Answer
$12 \sqrt {10}$
Work Step by Step
The cross product is defined as:
$u \times v=\begin{vmatrix}i&j&k\\m_1&m_2&m_3\\n_1&n_2&n_3\end{vmatrix}=\lt m_2n_3-m_3n_2, m_3n_1-m_1n_3, m_1n_2-m_2b_1 \gt$
Let us consider $u=\overrightarrow {PQ}$ and $v=\overrightarrow {PR}$
Then, the vector perpendicular to the plane passing throght the points P,Q,R can be written as $u \times v$.

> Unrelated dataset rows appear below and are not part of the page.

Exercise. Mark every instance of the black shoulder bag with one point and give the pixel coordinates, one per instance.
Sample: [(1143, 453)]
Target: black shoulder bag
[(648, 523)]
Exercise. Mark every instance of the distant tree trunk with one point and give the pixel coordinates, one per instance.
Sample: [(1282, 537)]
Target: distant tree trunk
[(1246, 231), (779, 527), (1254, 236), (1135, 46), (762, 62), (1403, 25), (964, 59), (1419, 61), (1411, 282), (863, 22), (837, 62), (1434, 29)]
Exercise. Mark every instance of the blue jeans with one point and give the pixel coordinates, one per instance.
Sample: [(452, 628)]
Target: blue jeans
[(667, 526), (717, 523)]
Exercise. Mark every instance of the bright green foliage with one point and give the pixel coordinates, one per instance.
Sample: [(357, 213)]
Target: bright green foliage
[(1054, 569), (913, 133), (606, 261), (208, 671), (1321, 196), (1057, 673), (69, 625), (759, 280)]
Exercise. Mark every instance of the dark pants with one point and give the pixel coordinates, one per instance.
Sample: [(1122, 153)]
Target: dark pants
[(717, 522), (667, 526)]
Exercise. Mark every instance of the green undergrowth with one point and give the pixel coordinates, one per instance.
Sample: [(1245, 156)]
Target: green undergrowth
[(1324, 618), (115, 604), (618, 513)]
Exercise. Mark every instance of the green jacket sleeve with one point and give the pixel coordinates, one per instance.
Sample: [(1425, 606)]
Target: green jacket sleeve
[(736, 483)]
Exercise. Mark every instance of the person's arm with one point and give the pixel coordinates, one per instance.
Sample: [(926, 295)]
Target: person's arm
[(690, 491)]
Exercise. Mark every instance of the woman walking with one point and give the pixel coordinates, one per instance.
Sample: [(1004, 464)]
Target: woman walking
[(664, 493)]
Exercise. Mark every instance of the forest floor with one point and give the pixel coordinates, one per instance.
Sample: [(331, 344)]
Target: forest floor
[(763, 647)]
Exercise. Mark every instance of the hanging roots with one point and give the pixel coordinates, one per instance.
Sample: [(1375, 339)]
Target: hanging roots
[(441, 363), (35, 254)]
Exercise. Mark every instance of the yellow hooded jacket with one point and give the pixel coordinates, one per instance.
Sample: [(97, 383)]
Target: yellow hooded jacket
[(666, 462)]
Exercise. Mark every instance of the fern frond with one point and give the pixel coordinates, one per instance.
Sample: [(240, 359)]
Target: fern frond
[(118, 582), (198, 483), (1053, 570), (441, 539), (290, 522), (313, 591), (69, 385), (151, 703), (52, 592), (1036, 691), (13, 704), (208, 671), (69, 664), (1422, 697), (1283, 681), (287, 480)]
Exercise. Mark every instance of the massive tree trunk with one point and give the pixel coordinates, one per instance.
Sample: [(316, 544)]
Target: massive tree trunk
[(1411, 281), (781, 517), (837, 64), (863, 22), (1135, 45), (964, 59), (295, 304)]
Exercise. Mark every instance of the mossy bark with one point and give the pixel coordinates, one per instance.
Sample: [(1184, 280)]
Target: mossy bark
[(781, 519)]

Area of $\triangle PQR=\dfrac{1}{2}| \overrightarrow {PQ} \times \overrightarrow {PR}|$
$\overrightarrow {PQ} \times \overrightarrow {PR}=\begin{vmatrix}i&j&k\\-4&-2&-12\\0&6&0 \end{vmatrix}=72i--24k$
Then, we have
$A=|\overrightarrow {PQ} \times \overrightarrow {PR}|=\sqrt {(72)^2+(-24)^2}=\sqrt{5760}=24 \sqrt {10}$
Thus, the area of Area of $\triangle PQR$ is $\dfrac{24 \sqrt {10}}{2}=12 \sqrt {10}$